Sources: Richard Staynings, chief security strategist, Cyber Associates, and a HIMSS Cybersecurity Committee member; and David Chou, VP and principal analyst, Constellation Research; Why information security should be every hospital CEO’s No. 2 priority (at least right now) by Tom Sullivan in Healthcare IT News.
2) System patches and updates are like preventative medicine
One of the most predominate terms in cybersecurity recognized in the consumer lexicon was the word “virus.” It’s an analogy that could help the healthcare community understand the relationship between patient safety and cybersecurity:
“When a caregiver gives care, they must be current on flu shots and vaccines. It’s not an option. It’s a condition of employment. It means that the caregiver is protected to the best ability that we can. In the cyber world, it’s the same. Your networks, laptops and servers, how are you protecting them?”
Source: Karl West, CISO, Intermountain Healthcare; Intermountain CISO West: Cybersecurity for revenue cycle should be a KPI by Beth Jones Sanborn in Healthcare Finance.

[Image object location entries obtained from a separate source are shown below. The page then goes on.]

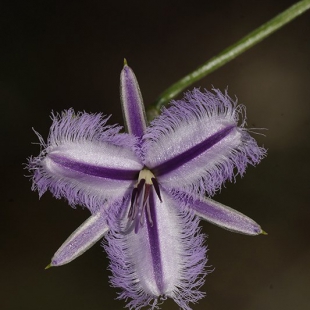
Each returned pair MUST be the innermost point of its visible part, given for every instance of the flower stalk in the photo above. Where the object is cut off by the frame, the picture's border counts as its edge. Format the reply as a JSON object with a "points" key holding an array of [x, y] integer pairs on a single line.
{"points": [[227, 55]]}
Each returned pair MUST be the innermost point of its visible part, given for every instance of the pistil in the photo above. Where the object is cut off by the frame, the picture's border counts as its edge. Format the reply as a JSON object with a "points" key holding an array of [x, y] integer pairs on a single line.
{"points": [[140, 199]]}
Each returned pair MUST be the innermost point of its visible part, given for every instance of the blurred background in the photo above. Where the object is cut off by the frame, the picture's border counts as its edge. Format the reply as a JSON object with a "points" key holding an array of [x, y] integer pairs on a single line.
{"points": [[60, 54]]}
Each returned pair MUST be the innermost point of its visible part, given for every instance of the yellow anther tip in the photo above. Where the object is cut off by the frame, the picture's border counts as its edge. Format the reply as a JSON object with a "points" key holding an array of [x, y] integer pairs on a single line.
{"points": [[48, 266]]}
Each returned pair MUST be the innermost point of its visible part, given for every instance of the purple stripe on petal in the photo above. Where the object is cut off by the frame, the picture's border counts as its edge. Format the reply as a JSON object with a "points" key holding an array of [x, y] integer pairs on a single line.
{"points": [[84, 237], [192, 153], [102, 172], [132, 103], [155, 244], [221, 215]]}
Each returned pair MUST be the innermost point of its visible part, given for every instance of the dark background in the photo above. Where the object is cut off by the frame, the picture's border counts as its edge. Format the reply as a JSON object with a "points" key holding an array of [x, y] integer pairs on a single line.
{"points": [[60, 54]]}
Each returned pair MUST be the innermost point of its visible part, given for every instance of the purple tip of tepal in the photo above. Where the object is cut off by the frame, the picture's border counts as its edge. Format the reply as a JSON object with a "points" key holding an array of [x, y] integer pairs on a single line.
{"points": [[132, 103]]}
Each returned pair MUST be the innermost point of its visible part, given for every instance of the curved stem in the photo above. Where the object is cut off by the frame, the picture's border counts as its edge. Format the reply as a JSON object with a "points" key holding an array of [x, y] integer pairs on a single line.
{"points": [[228, 54]]}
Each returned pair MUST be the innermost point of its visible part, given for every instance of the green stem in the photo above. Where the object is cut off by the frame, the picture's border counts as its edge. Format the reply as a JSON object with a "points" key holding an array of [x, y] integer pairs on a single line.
{"points": [[228, 54]]}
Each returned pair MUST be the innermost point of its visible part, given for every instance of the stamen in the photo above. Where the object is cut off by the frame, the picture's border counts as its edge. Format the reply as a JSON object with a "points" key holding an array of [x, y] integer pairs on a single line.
{"points": [[140, 207], [156, 187]]}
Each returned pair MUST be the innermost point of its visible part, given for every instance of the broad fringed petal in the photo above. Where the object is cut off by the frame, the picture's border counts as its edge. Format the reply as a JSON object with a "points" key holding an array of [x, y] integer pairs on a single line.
{"points": [[219, 214], [196, 144], [165, 258], [85, 161], [83, 238]]}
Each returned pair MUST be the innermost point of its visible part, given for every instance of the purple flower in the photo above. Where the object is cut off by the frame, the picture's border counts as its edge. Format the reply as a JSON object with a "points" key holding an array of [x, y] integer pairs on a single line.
{"points": [[146, 188]]}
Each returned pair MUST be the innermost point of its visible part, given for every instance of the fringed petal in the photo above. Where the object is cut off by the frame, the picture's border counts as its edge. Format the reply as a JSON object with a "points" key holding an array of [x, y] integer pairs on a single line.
{"points": [[219, 214], [164, 259], [196, 144], [91, 231], [85, 161], [132, 103]]}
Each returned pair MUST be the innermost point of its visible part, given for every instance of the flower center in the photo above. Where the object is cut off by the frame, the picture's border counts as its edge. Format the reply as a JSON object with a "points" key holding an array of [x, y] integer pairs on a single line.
{"points": [[140, 198]]}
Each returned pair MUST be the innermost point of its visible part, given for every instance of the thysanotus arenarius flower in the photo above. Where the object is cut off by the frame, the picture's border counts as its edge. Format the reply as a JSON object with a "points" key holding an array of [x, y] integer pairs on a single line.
{"points": [[146, 189]]}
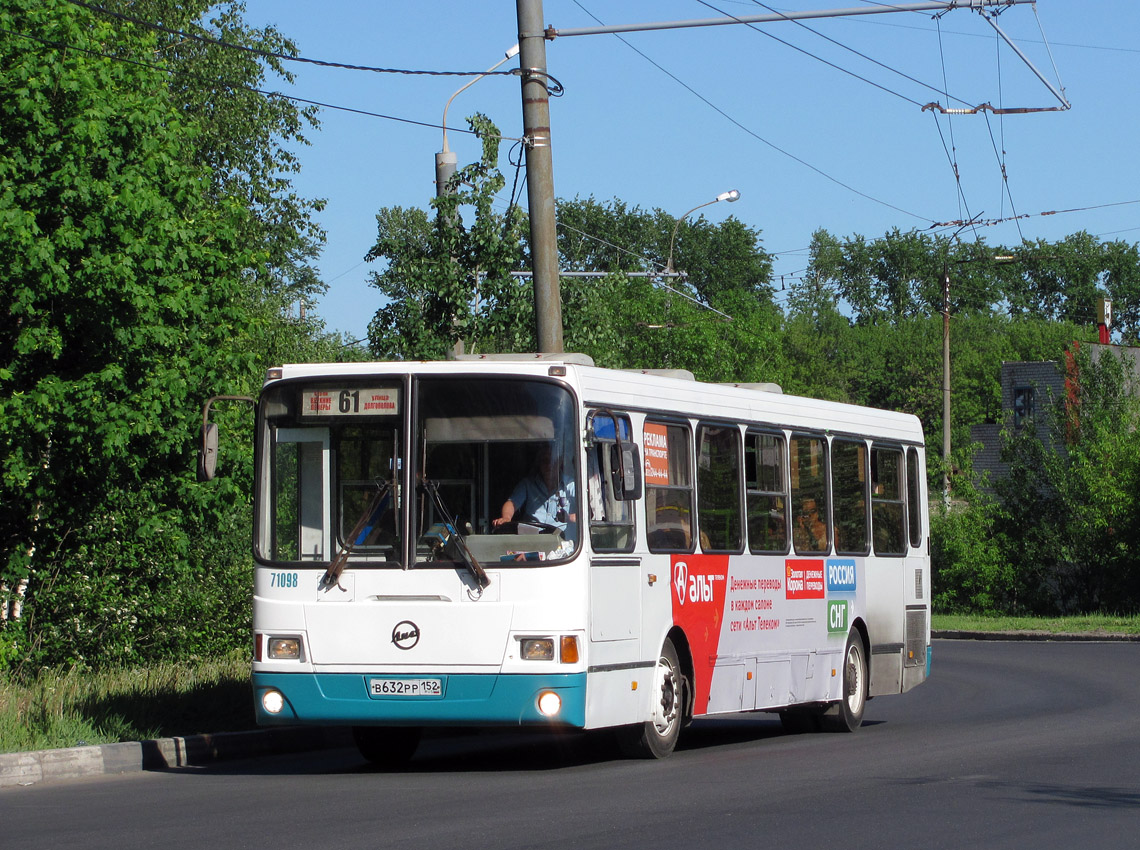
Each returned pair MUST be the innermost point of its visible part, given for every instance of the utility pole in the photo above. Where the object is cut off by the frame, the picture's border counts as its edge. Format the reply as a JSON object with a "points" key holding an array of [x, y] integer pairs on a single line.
{"points": [[945, 384], [536, 129]]}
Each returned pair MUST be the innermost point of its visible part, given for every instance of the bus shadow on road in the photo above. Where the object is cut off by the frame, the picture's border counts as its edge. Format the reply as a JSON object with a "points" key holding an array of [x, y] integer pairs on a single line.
{"points": [[495, 751]]}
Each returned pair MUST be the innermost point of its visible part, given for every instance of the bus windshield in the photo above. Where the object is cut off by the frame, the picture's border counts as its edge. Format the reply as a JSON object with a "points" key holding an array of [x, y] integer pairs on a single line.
{"points": [[490, 473], [495, 465]]}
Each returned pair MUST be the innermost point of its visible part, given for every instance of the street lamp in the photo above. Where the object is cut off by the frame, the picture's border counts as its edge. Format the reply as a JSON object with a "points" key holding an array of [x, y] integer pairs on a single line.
{"points": [[730, 196], [446, 160]]}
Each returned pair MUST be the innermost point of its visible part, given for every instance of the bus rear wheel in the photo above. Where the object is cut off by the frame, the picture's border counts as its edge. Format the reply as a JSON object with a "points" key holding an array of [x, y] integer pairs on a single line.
{"points": [[657, 738], [389, 748], [847, 713]]}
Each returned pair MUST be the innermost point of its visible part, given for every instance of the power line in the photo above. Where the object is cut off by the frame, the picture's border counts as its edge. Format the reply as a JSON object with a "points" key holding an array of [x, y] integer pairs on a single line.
{"points": [[284, 57], [845, 47], [756, 136]]}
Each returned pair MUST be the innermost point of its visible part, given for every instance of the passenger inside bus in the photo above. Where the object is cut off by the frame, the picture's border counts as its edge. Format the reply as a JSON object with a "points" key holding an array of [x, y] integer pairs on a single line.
{"points": [[546, 496], [811, 531]]}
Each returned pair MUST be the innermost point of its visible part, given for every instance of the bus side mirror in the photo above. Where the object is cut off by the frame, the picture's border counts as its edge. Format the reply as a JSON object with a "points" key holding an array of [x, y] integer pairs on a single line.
{"points": [[208, 452], [626, 465]]}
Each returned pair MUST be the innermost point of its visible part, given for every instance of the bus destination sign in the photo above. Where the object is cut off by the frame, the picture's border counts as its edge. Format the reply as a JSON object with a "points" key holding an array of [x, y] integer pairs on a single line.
{"points": [[358, 401]]}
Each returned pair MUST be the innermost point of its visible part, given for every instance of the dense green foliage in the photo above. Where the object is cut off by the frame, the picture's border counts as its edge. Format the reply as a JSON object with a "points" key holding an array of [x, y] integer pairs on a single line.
{"points": [[151, 246]]}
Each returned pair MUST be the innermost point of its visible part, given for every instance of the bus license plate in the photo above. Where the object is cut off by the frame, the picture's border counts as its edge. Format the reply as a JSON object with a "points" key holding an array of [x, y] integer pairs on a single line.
{"points": [[406, 687]]}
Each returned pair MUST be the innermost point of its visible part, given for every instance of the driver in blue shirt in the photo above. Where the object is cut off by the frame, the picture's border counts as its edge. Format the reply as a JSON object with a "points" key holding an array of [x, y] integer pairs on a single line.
{"points": [[546, 496]]}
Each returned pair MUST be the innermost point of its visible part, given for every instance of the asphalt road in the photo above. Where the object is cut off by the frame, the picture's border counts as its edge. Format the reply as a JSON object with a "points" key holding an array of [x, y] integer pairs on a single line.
{"points": [[1009, 745]]}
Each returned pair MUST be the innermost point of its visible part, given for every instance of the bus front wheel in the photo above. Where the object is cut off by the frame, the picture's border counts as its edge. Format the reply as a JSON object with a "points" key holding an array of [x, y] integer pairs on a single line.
{"points": [[847, 713], [389, 748], [657, 738]]}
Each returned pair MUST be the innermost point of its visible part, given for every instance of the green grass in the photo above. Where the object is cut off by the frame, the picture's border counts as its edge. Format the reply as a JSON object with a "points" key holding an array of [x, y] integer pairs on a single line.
{"points": [[73, 708], [1082, 624]]}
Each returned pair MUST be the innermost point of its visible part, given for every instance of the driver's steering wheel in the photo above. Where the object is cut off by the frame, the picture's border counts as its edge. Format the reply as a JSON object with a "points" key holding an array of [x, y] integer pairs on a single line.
{"points": [[512, 526]]}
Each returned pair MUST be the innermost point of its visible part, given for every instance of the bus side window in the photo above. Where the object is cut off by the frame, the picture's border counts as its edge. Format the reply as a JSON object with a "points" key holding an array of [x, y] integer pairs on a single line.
{"points": [[611, 517], [887, 513], [913, 496], [809, 493], [766, 487], [668, 488], [849, 496], [718, 489]]}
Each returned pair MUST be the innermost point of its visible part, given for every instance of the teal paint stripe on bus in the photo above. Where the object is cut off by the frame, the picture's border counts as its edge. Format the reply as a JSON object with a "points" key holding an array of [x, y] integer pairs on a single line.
{"points": [[466, 700]]}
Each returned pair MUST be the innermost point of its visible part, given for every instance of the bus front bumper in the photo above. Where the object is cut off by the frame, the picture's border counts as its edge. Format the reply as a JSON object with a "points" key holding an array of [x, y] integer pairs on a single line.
{"points": [[462, 699]]}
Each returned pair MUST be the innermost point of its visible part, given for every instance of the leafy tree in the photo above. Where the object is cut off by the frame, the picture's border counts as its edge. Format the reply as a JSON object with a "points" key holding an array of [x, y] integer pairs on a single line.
{"points": [[133, 288], [1071, 507], [247, 139], [667, 323], [446, 280]]}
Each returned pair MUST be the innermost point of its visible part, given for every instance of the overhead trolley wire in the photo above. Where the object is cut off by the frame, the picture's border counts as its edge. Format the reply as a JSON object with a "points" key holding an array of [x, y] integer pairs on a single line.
{"points": [[756, 136], [243, 87]]}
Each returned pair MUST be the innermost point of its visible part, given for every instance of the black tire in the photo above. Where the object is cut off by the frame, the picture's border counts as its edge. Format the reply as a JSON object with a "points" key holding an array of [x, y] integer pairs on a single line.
{"points": [[658, 737], [847, 713], [389, 748]]}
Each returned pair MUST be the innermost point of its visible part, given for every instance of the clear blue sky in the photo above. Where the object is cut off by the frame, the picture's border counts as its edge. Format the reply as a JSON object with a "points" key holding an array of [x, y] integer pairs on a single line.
{"points": [[698, 112]]}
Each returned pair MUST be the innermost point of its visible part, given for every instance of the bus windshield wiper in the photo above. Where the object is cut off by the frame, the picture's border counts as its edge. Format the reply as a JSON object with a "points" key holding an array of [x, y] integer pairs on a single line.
{"points": [[461, 544], [360, 531]]}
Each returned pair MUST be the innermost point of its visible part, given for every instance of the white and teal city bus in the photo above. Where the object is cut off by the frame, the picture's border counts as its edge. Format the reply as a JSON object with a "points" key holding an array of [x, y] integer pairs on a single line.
{"points": [[701, 549]]}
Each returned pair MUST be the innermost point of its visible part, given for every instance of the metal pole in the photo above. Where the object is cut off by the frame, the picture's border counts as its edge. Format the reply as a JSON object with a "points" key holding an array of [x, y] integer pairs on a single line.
{"points": [[536, 129], [945, 384]]}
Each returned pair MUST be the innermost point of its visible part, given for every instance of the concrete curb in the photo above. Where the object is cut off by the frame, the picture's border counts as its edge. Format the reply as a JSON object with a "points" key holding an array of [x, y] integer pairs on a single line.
{"points": [[75, 762], [1040, 636]]}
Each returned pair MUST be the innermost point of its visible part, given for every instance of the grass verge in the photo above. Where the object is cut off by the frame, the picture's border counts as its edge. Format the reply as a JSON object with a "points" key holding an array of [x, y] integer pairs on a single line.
{"points": [[1082, 624], [74, 708]]}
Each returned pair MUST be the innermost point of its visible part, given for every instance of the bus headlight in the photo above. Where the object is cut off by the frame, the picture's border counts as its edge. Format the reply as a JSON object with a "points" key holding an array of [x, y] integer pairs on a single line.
{"points": [[287, 648], [273, 701], [550, 703], [536, 648]]}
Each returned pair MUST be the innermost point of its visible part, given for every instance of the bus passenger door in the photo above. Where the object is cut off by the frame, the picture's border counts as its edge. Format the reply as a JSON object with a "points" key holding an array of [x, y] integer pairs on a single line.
{"points": [[615, 572]]}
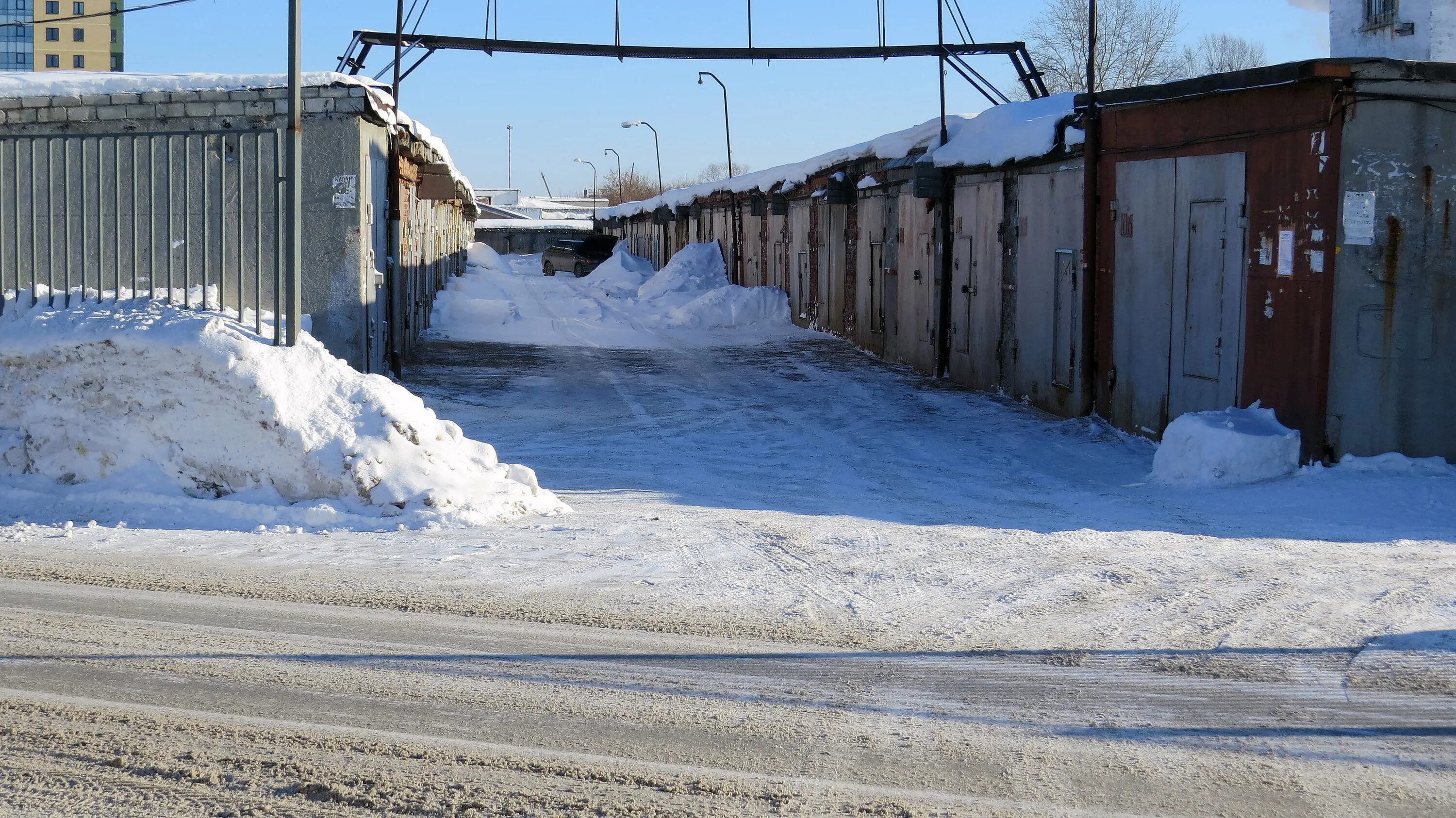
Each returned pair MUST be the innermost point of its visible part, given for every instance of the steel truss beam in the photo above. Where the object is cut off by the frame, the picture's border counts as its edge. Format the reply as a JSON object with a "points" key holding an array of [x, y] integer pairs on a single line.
{"points": [[364, 41]]}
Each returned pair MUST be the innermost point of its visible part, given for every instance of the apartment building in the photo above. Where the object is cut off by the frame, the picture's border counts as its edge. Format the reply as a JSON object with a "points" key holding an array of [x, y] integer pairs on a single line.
{"points": [[62, 35]]}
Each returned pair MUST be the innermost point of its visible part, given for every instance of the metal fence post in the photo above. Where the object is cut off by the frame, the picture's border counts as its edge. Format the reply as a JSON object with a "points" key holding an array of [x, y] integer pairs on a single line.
{"points": [[295, 262]]}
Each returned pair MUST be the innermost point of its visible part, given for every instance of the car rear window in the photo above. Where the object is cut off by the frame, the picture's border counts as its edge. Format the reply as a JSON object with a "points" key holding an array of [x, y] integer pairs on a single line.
{"points": [[599, 244]]}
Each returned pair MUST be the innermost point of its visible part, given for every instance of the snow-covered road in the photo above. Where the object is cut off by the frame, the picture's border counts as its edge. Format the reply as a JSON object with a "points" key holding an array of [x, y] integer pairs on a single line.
{"points": [[150, 703], [800, 490]]}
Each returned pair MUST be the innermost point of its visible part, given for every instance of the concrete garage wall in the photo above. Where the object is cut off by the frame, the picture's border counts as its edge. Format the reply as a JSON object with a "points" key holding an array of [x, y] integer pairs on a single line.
{"points": [[1392, 347], [347, 149]]}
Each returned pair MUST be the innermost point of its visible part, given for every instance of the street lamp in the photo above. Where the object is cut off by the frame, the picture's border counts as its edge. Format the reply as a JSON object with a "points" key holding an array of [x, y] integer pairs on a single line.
{"points": [[657, 143], [727, 126], [621, 194], [593, 188], [734, 260]]}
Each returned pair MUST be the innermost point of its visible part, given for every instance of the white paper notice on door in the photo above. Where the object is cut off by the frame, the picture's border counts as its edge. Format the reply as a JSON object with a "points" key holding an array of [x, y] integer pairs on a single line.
{"points": [[1359, 219], [1286, 252]]}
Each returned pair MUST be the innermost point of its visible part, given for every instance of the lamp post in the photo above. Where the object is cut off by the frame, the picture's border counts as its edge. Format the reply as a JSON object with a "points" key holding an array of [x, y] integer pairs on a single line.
{"points": [[399, 47], [657, 143], [727, 123], [593, 188], [733, 200], [621, 188]]}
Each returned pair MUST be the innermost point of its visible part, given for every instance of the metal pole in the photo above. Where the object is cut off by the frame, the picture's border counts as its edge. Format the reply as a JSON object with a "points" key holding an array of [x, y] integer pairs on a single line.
{"points": [[947, 244], [940, 37], [733, 200], [659, 146], [619, 172], [1091, 216], [399, 47], [593, 188], [727, 121], [295, 264]]}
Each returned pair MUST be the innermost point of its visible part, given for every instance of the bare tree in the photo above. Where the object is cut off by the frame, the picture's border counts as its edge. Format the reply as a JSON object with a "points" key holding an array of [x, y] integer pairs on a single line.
{"points": [[635, 187], [1136, 44], [631, 187], [715, 172], [1222, 53]]}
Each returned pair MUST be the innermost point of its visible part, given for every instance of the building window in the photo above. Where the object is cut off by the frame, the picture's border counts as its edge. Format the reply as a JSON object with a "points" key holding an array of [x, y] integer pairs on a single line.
{"points": [[1379, 12]]}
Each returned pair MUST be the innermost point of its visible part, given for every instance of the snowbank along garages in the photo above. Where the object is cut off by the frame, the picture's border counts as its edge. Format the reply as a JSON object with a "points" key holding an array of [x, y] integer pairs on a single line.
{"points": [[1280, 235], [161, 184], [854, 239]]}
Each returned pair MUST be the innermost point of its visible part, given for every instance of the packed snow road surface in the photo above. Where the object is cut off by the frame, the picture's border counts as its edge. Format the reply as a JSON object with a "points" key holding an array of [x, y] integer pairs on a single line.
{"points": [[803, 491], [158, 703]]}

3) The changing role of the CISO in healthcare
The role of the CISO has evolved over time. Business skills, particularly the ability to translate the effects of technology into the language of business, so the C-Suite and board of directors can understand. One CISO in healthcare categorizes the role into three areas – technical skills, focus (prevention and detection), and business communications.
“It’s important to have a solid technical background but as recent years have shown, having a strategic, balanced approach to security is extremely important. It is critical to understand your organization’s threat landscape.”
Prevention and detection:
“Cyber threats in healthcare are real and spending your time focusing on how to prevent as well as detect [them] is critical. While I spend a large portion of my time working through our risk management processes and the associated projects, it is also extremely important to focus on strategy.”
“Understanding the impact of security to healthcare providers as well as patient care is significant if you want to get engagement at all levels. I spend a lot of time taking very technical security controls and metrics and turning them into meaningful business analytics that can be discussed and balanced with business need, cost, risk appetite, etc.”
Source: Sheryl Rose, CISO and senior vice president, Catholic Health Initiatives; source: Why Catholic Health Initiatives’ CISO says awareness training is pivotal in hospital cybersecurity by Jackie Drees in Becker’s Health IT & CIO Report.
4) Understand access, infrastructure and supply chain
Many healthcare facilities were originally designed to be open. After all, the idea is to provide accessibility, particularly in times of need or urgency. That underlying philosophy may be one of the challenges in healthcare cybersecurity because it may feel to some that locking things down runs contrary to that ethos.
On limiting permissions and access:
“Healthcare systems tend to grant multiple people (e.g., students, vendors, etc.) ‘permanent access’ to various systems/networks and these permissions largely go unchecked. Healthcare organizations need to better monitor and limit who they grant IT access to as well as place time-limits on employees’ ability to access certain networks.”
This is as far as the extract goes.